6.10

## Assignment 1: A church-encoder

Your task on Assignment 1 is to write a full compiler for a core subset of scheme to the lambda calculus—the same grammar that our interpreter on assignment 0 supported. This will mean compiling the language:

 e ::= (letrec ([x (lambda (x ...) e)]) e) | (let ([x e] ...) e) | (lambda (x ...) e) | (e e ...) | x | (and e e) | (or e e) | (if e e e) | (uprim e) | (bprim e e) | datum datum ::= nat | (quote ()) | #t | #f nat ::= 0 | 1 | 2 | ... x is a symbol uprim ::= add1 | car | cdr | null? | not bprim ::= + | * | cons

Into the language:

 e ::= (lambda (x) e) | (e e) | x

Efficiency of compiled code notwithstanding, none of the above language forms are fundamental outside of abstractions, applications, and variables. All other forms may be compiled into nothing but functions. The pure lambda-calculus is Turing-complete.
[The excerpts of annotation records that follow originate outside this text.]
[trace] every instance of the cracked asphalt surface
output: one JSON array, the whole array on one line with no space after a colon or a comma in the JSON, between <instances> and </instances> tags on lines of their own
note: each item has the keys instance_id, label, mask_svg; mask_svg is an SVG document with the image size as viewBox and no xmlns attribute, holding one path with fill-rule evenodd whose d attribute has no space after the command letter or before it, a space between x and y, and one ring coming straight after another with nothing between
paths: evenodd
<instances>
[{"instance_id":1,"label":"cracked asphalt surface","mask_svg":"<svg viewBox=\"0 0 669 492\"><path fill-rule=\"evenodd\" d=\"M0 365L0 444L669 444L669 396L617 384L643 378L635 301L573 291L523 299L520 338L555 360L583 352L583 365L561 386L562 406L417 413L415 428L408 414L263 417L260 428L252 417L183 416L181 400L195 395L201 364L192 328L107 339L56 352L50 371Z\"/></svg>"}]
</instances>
The goal of this assignment is to continue to exercise your understanding of core functional programming, to understand the essentials of compiling to equivalent code in a core language, and to scale up your knowledge of Racket to a substantial (if not yet practical) compiler.

### Church encoding

Church encodings are representations of data types as pure functions. We can convert numbers, booleans, null, lists, and any other data type possible in real world languages into a lambda abstraction (a first-class function) built out of further lambdas. All the language forms we need can then be desugared into applications of lambdas.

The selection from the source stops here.